A monogynous species that nests in the plant Macanga griffithiana.
- 1 Identification
- 2 Distribution
- 3 Biology
- 4 Castes
- 5 Nomenclature
- 6 References
Maschwitz et al. (2004) - Major workers Distinctly larger than minor workers with respect to TL and the size of the head; no intermediates; distinctly phragmotic; all body parts – including the phragmotic part – are shining and not punctated; blackish to black in color, except the phragmotic part and the legs. Minor workers No intermediate forms between major and minor caste, head trapezoidal and elongated, all body parts are blackish and shining and not punctated. Decumbent pubescence is lacking, longer erect white hairs on all body parts. Queens Head elongated, sides are nearly straight. Eyes are situated behind the midlength of the sides of the head; ocelli widely spaced. Mesonotum prominent with steep declivities to pronotum and propodeum. Node of petiole flat on top. Color of head and gaster brown, alitrunk yellowish brown, legs darker. Males Head elongated, sides are nearly straight. Ocelli widely spaced. Color mostly mid brown, alitrunk and parts of the legs yellowish brown. Decumbent pubescence especially on gaster but also on the rest of the body parts.

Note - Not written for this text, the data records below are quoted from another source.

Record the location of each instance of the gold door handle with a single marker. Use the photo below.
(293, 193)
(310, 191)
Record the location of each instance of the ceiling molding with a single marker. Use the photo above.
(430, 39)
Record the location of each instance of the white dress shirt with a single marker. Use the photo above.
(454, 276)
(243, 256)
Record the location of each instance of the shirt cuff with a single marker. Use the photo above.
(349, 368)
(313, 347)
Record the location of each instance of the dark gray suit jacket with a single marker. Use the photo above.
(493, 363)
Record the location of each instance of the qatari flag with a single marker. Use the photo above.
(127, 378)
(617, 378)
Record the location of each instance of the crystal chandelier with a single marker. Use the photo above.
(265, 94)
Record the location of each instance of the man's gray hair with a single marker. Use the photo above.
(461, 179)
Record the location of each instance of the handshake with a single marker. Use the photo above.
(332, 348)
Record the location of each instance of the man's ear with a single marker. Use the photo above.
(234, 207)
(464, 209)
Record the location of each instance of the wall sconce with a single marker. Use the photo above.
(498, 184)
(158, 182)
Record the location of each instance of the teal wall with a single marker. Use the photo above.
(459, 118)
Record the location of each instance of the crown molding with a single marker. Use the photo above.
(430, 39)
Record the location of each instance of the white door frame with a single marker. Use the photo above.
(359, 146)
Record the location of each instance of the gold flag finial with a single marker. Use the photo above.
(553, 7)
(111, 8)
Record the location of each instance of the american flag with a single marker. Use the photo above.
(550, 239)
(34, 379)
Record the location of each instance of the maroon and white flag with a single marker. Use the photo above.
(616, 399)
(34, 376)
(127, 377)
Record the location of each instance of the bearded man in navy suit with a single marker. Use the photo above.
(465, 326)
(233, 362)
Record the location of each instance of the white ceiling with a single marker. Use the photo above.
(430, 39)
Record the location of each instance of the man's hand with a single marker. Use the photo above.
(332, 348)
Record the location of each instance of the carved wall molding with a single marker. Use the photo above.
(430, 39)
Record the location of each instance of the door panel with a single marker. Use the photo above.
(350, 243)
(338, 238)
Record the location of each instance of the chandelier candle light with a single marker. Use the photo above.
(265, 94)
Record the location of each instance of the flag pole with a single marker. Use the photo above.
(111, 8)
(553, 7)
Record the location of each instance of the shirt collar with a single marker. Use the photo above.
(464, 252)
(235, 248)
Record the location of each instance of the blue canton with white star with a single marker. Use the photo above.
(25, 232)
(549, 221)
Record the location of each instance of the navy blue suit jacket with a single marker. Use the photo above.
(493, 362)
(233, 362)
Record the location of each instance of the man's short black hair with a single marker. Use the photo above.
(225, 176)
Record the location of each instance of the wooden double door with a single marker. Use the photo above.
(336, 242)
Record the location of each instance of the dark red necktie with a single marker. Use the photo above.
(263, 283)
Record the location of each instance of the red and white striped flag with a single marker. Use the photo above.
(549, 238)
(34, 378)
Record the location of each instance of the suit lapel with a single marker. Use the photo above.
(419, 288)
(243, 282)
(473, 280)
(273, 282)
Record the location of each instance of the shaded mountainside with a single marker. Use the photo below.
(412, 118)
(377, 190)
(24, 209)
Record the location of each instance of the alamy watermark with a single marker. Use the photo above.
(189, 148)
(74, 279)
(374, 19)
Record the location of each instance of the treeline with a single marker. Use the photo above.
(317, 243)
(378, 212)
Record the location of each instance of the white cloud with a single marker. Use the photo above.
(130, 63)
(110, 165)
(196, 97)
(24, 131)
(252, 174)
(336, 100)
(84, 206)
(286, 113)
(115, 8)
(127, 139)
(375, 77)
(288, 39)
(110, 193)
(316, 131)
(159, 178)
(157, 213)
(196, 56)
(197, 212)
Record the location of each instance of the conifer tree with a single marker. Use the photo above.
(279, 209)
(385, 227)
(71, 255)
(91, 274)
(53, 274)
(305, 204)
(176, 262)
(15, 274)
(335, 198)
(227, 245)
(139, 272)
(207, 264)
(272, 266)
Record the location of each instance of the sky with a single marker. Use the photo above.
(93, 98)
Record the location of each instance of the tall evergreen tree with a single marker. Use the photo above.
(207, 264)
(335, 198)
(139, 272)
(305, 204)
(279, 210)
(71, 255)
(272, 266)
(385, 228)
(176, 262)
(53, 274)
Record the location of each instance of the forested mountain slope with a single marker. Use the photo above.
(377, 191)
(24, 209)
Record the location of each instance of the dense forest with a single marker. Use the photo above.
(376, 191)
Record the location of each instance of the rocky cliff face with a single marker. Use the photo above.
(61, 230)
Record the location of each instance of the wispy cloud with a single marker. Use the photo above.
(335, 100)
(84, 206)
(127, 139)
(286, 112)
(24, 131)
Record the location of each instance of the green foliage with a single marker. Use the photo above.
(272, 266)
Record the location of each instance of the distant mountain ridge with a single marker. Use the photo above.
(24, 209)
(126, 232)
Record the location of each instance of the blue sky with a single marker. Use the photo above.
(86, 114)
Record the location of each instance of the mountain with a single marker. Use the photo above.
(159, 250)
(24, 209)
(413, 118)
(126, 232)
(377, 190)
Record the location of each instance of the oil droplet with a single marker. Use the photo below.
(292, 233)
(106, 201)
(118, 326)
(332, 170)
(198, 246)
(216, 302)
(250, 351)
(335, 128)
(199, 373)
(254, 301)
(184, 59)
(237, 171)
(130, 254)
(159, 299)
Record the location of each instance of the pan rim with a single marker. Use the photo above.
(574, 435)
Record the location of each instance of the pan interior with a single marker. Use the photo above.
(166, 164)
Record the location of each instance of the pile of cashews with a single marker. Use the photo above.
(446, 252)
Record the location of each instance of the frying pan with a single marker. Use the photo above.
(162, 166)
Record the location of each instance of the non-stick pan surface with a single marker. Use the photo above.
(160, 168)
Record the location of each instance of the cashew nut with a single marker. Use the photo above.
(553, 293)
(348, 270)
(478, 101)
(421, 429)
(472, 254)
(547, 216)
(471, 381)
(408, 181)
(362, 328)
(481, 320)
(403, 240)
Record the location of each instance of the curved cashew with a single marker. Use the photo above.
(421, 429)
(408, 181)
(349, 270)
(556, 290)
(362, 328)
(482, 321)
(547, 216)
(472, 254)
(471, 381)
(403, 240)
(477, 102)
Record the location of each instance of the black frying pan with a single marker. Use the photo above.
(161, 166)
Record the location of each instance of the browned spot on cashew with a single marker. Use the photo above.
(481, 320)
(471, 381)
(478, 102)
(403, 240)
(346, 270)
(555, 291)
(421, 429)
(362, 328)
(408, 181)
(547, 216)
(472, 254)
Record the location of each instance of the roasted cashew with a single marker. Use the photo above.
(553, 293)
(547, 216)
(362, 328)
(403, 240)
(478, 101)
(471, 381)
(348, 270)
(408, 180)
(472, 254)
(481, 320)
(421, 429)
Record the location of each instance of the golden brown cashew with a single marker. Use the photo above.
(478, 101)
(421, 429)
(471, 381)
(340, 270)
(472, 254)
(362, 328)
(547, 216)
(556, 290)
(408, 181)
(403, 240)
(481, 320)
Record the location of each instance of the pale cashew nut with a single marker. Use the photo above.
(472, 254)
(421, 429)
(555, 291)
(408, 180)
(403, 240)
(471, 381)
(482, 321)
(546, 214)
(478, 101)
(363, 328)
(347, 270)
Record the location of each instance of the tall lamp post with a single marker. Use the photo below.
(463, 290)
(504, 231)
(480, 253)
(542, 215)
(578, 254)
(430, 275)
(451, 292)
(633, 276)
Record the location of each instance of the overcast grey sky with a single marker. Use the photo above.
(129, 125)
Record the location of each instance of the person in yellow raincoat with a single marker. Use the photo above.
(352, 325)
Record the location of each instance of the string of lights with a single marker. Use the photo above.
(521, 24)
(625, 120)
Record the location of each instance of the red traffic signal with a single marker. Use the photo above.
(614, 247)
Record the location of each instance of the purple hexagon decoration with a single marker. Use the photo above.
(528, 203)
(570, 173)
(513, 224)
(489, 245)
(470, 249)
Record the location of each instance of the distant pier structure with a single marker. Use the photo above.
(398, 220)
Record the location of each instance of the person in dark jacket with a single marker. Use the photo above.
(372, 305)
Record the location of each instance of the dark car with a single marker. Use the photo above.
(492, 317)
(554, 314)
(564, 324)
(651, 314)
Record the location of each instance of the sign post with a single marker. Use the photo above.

We conclude that the ant partner of Macaranga griffithiana belongs to the Colobopsis group vitrea. Common characteristics: no intermediate forms between soldier and worker caste, phragmotic parts of the soldier and queens heads are not marginated, all anterior parts of the bodies of all castes are not grossly punctated.
According to the original description by Forel – who only described workers and no soldiers and sexuals of this species – and syntypes from the Forel collection, C. hosei workers differ from those of C. markli in head shape, shape of the tibiae, pilosity and color. The head of C. hosei is as long as wide and the sides of the head are convex. In C. markli the heads are longer than wide and the sides are straight. The scapal length of C. hosei is distinctly shorter than in C. markli. The tibiae of C. hosei are cylindrical, in C. markli not. Pilosity of C. hosei decumbent, extremely short and yellowish. This contrasts to the pilosity of C. markli that is long, erect and white. Color of C. hosei is dark brown, excluding antennae and legs; in C. markli the whole body – including legs and antennae – is blackish brown.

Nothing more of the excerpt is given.